HD clinical alterations emerge gradually during a premanifest phase, and the precise shift from premanifest to manifest HD may be difficult to anticipate (Figure 4a). Subtle cognitive changes can be detected in premanifest population up to 15 years before diagnosis in specific measures addressing processing speed and attention (Paulsen et al., 2017). This is the case of the SWRT whose linear worsening has been extensively reported to occur from the premanifest stage of the disease. Based on sequencing data analysis, we have observed that the expression of a specific set of DE sRNAs in P‐HD (and not in M‐HD) was strongly associated with SWRT score using the P‐HD group (either individually or with M‐HD), but this specific sRNA‐P‐HD set did not associate with UHDRS‐TMS when using the M‐HD group of patients. Complementing this finding, a set of sRNAs specifically DE in M‐HD significantly correlated with UHDRS‐TMS and cognitive performance (SWRT and SDMT) when evaluating the M‐HD group, but not when using the P‐HD samples, either alone or together with M‐HD. These data indicate that specific sets of sRNAs may distinguish premanifest alterations and manifest symptomatology, pointing them as highly sensitive biomarkers.

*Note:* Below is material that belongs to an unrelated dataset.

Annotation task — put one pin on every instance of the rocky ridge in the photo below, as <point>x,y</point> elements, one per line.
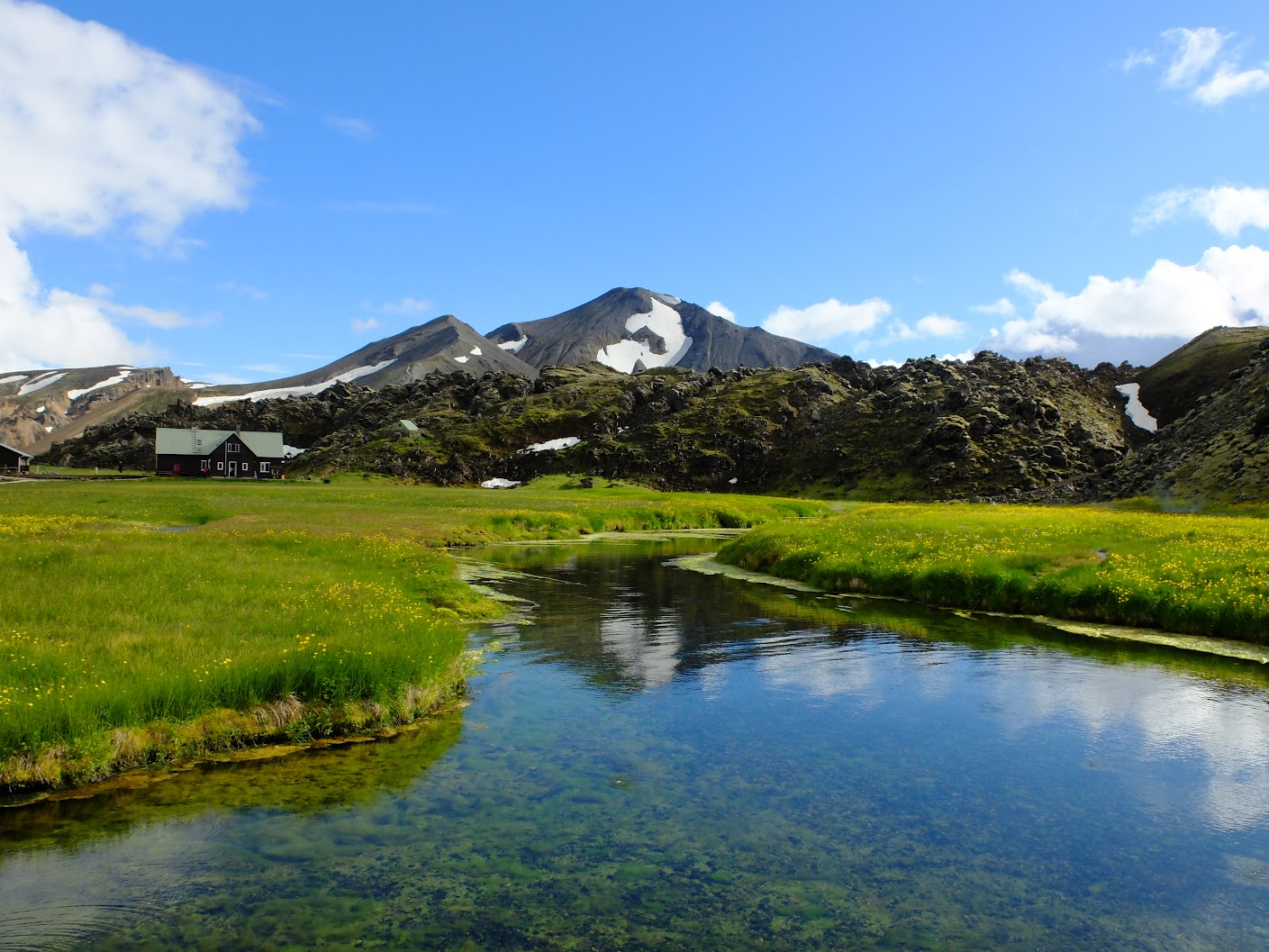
<point>1217,451</point>
<point>929,430</point>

The translational utility of these findings is limited by the sensitivity of the current techniques (qRT‐PCR) to detect low‐abundant sRNAs and the type of candidate sRNAs. Several sRNAs within the specific sets that significantly correlate with clinical signs correspond to gene fragments. Many of the altered gene fragments (sRNAs annotating onto genes) may provide an indirect measure of the levels of changing genes rather than bona fide sRNAs that can be proposed as reliable molecular biomarkers. Therefore, subsequent follow‐up validation in additional samples focused on genuine sRNAs such as miRNAs and tRFs consistently detected and significantly DE according to sequencing data analysis. The successful validation of 7 out of 8 distinct sRNAs candidates by qRT‐PCR in independent samples confirmed the robustness of our sRNA‐seq analysis pipeline. Interestingly, the follow‐up validation experiment in a group of P‐HD patients revealed the potential of miR‐21‐5p as pre‐clinical progression biomarker. Of notice, when using P‐HD samples individually, miR‐21‐5p and miR‐26a‐5p were significantly correlated with SDMT, which gradually indexes disease progression at these pre‐motor stages (Carlozzi et al., 2014), and with cUHDRS. On the other hand, we failed to obtain a significant correlation between NfL plasma levels and clinical data in this set of premanifest samples, which was only reached when using P‐HD and M‐HD groups together, validating what has recently been published (Byrne et al., 2017; Parkin et al., 2021). NfL is rising as a reference biomarker reflecting neuronal injury in multiple neurodegenerative disorders. However, the present results suggest that NfL presents a limited utility as a tracking measure for premanifest changes, which could be overcome by analyzing it in combination with specific sRNAs.

Confirming previous studies (Parkin et al., 2021), our results indicate that NfL levels could strongly distinguish M‐HD from both P‐HD and Control groups. Candidate sRNAs and NfL displayed a similar discriminative performance between P‐HD or M‐HD and CTLs; however, sRNAs could not differentiate between P‐HD and M‐HD groups. Overall, these data indicate a clear progression of neuronal damage and axonal injury from premanifest to manifest stages (NfL levels) that was not mirrored by the selected candidate sRNAs, strongly altered at both stages. Nevertheless, the robust alteration of specific sRNAs at premanifest stages suggests that these species may finely indicate early perturbations occurring long before obvious neurodegeneration. Supporting this hypothesis, changes in gene expression at the transcriptional level (both mRNA and miRNA) occur in the brain of HD mouse models before the onset of motor and cognitive alterations, and striatal cell loss (Langfelder et al., 2016, 2018).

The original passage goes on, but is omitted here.